The data indicates, in fact, that inflation and pricing power cannot be contained but, rather, sweeps most equities into a broad network of coincidental and laggard performance. Margins are shrinking because of these expenses, and only those companies in protected strata are marginally growing their bottom line. In fact, a good percentage of earnings performers are doing so not by increasing unit volume growth, but by raising prices to their end-users, the consumer.
My data indicates that, even for the most successful stocks, the gap is widening between multiple expansion and book value, heightening the potential for a reversal in equity price advances.
The most exposed to these reversals are Consumer Cyclicals, Financials, and Industrials.

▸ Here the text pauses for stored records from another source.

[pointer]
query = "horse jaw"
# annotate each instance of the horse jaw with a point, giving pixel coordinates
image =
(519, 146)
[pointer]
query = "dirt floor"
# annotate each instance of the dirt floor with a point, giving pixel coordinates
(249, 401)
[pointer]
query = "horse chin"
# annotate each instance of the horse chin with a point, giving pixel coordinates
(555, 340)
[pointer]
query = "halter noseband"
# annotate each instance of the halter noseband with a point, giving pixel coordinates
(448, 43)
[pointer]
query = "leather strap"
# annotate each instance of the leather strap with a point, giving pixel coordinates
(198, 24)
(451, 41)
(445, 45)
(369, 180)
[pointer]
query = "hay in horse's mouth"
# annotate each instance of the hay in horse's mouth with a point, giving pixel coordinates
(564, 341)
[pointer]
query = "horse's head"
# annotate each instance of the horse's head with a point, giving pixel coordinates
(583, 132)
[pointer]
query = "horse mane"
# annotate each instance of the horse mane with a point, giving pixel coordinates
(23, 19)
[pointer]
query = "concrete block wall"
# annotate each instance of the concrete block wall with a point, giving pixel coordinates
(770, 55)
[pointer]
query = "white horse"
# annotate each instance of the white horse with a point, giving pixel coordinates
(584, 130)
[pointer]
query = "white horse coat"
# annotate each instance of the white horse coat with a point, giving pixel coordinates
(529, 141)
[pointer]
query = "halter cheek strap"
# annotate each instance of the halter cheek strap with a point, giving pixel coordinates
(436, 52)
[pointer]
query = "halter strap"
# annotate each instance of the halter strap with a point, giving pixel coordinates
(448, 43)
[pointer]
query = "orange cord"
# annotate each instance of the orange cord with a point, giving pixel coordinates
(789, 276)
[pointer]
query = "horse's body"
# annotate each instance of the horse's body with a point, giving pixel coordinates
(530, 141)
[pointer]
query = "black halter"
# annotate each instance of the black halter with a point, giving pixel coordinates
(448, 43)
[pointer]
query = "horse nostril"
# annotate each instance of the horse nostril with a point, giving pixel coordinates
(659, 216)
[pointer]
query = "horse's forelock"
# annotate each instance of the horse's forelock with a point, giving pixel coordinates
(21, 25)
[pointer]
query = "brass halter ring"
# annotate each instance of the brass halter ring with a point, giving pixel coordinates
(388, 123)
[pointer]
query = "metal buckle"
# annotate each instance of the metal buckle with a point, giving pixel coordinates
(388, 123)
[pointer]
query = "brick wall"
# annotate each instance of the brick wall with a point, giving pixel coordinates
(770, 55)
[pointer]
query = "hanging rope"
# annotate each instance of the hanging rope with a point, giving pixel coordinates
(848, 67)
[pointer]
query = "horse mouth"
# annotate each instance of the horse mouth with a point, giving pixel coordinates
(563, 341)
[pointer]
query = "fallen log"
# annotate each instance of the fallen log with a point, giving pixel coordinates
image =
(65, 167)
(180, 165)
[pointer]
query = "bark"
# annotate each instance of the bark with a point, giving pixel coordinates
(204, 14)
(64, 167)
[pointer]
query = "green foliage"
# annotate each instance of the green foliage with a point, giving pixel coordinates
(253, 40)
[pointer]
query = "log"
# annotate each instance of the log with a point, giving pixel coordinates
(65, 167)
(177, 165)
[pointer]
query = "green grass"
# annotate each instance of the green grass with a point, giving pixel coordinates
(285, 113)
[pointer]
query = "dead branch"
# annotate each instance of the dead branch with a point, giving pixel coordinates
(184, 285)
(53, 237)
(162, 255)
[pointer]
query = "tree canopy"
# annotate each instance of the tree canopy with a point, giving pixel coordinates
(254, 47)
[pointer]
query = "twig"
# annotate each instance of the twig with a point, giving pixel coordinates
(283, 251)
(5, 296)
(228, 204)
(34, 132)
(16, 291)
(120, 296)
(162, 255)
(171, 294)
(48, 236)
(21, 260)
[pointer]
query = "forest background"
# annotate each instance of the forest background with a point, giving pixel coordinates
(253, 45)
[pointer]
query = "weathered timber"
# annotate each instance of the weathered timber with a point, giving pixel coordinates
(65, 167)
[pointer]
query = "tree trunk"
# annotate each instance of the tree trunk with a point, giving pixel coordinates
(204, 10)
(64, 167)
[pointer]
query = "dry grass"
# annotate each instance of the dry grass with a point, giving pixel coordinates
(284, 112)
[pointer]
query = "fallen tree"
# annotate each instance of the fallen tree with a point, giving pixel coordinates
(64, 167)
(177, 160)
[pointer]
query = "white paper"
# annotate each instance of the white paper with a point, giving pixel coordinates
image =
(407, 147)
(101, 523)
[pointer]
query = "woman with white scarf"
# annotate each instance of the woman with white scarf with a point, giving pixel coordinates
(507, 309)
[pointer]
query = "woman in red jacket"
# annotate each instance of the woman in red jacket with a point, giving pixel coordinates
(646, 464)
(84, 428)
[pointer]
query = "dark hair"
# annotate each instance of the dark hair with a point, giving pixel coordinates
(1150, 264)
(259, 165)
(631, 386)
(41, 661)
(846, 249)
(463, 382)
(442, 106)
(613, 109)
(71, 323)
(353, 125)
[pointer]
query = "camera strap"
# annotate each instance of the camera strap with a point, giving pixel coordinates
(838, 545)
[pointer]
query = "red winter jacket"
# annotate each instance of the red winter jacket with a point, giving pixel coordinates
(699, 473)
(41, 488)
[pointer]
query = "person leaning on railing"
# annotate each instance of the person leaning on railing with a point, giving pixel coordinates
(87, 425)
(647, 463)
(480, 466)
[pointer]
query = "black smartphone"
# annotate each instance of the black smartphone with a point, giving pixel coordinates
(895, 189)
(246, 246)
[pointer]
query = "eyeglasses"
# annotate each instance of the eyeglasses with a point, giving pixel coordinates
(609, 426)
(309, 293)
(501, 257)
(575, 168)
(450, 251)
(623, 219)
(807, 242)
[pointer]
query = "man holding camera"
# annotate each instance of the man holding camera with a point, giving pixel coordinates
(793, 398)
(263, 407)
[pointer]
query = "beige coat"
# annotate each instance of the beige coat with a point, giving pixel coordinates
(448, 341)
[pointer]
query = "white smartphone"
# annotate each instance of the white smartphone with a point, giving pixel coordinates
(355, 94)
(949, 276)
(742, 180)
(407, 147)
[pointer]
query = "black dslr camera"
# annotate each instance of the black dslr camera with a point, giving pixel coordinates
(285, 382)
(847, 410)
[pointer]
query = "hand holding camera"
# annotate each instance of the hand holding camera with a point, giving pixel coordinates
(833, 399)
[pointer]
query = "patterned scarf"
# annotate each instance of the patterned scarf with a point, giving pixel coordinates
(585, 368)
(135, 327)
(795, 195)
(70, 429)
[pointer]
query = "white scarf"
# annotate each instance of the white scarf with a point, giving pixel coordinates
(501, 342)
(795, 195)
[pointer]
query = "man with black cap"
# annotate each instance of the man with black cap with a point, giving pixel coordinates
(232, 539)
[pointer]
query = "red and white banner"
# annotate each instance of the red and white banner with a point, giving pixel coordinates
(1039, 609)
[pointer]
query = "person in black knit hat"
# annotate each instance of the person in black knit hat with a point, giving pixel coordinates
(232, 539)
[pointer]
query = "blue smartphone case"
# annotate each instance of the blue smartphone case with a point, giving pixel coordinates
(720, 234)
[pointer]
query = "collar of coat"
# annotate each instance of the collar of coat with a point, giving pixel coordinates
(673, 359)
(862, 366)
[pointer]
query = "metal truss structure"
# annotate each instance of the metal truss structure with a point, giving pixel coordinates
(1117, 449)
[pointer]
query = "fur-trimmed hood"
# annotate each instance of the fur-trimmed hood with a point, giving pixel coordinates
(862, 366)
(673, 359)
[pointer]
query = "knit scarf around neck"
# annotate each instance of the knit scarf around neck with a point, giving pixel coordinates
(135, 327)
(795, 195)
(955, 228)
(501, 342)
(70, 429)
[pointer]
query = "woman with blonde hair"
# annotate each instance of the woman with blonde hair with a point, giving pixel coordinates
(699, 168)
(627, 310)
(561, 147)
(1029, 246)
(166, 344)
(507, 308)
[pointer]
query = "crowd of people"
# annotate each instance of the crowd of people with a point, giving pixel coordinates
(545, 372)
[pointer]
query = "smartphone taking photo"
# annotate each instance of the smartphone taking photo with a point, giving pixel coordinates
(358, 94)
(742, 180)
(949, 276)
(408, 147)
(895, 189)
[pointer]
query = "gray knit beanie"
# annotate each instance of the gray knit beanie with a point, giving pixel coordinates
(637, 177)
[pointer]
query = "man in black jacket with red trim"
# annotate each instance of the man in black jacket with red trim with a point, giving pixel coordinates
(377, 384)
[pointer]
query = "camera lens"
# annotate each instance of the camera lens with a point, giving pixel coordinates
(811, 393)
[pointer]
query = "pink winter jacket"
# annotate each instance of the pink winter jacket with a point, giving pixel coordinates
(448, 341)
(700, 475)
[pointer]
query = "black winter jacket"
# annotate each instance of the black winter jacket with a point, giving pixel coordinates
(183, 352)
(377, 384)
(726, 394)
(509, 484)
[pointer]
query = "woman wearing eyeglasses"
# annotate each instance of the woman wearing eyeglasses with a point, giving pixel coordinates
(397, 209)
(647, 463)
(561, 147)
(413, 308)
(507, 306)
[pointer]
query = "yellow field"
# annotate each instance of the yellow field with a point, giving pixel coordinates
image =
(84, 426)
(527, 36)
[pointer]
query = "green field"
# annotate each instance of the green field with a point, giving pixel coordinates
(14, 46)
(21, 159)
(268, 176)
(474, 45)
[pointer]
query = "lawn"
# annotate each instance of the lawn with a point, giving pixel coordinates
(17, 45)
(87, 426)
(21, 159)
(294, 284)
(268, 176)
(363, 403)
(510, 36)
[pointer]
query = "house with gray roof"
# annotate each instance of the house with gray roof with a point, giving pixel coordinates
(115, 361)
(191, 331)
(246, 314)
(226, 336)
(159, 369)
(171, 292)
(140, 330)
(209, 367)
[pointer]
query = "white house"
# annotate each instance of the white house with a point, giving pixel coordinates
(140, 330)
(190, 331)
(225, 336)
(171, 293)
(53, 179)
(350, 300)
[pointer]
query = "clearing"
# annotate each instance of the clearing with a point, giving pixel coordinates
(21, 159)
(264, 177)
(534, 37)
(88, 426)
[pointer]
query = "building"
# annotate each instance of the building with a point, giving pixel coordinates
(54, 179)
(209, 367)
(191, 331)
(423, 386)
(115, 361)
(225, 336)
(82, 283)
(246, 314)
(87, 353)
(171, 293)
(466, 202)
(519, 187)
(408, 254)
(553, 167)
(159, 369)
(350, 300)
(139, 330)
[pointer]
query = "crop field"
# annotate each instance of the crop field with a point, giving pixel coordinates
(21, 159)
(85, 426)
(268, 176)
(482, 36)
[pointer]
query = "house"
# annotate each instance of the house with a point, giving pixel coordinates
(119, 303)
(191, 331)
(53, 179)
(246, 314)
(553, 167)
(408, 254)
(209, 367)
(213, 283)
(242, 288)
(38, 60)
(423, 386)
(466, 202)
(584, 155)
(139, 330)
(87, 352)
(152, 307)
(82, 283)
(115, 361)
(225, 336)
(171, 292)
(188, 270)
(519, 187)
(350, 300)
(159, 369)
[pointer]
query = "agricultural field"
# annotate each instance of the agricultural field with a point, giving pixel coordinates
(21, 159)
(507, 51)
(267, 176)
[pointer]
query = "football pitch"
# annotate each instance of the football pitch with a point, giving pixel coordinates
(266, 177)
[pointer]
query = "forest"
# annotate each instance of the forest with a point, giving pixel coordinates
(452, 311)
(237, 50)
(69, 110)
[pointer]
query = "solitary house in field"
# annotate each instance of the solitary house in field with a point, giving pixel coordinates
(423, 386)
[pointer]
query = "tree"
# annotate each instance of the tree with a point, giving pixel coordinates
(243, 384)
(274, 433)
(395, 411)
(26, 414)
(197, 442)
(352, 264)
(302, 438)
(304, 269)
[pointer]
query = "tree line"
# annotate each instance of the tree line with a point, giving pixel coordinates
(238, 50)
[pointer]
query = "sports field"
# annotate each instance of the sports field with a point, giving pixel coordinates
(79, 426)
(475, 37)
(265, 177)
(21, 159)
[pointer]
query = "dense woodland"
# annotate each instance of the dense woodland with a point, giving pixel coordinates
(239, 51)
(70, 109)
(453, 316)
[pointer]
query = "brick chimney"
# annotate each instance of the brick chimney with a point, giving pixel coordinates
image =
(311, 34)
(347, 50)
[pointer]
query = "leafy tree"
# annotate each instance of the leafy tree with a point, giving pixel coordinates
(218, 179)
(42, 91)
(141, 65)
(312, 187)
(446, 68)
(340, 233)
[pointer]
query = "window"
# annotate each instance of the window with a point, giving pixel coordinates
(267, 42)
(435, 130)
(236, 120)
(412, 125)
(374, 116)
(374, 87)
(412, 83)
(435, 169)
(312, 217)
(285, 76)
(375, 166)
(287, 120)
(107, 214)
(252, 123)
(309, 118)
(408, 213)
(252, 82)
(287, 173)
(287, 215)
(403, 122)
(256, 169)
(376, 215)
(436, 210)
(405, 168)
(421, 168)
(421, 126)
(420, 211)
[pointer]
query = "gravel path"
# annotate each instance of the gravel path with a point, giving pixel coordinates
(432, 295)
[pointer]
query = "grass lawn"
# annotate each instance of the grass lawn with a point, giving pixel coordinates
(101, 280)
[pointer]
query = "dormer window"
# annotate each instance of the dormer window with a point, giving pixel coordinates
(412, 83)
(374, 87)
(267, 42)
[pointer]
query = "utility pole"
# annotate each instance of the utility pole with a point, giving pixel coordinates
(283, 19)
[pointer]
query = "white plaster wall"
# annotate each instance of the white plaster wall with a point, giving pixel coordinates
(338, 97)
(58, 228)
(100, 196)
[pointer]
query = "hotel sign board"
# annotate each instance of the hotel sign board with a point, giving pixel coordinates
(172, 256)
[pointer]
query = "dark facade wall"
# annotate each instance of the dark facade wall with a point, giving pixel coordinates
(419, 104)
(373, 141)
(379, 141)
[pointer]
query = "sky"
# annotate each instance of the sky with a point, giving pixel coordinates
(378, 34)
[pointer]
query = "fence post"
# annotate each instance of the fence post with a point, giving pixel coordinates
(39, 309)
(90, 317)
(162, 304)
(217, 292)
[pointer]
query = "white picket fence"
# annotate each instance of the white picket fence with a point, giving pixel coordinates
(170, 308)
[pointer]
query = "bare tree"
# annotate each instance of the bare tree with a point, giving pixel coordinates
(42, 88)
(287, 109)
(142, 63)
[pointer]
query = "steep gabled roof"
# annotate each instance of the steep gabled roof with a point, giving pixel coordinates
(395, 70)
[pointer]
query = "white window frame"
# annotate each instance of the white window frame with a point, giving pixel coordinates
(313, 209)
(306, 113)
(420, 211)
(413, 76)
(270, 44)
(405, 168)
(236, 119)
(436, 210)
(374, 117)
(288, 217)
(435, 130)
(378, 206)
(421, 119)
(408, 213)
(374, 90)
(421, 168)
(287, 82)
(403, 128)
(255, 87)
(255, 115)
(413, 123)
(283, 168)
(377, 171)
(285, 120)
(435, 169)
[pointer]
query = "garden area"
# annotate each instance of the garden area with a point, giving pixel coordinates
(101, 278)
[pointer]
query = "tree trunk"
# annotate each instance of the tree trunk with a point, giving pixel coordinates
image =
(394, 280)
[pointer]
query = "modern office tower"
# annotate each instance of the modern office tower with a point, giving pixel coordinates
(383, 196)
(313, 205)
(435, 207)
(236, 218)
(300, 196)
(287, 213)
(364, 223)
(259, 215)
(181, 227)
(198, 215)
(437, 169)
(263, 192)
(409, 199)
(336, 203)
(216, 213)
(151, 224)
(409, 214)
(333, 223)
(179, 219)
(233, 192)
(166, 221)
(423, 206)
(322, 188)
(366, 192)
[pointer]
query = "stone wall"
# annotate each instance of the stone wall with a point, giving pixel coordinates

From a contrarian’s perspective, some sectors have not yet reversed their secular (generational) advance. There is no doubt that Energy (in all its forms) remains the most dominant sector of our decade. If one can remove focus from fossil fuels and terrestrial stockpiles of coal and gas, one might imagine a new generation of power sources, some of which we can’t even identify today. In that sense, Energy is the New Paradigm that many thought would be the dot.com revolution of the new millennium. You see, it takes years to develop “paradigms”, not simply a pronouncement by marketing departments, ad agencies, or “talking heads” on business television.
A page from my book.
Our portfolios are heavily weighted in earnings performance, and solid dividends from bonds and growth equities. I make no distinction by capitalization, geography, or sector. Starting at an equal basis, all financial instruments are screened for price momentum and relative strength (RSI), while fundamentals are monitored closely for sustainability and profitability over the long-term.
The market is fragmenting into daily upswings and downswings of various magnitude. It is a seductive siren song which, if played incorrectly, might lead to overweighting in the wrong sectors, or disappointment about anticipated momentum not materializing.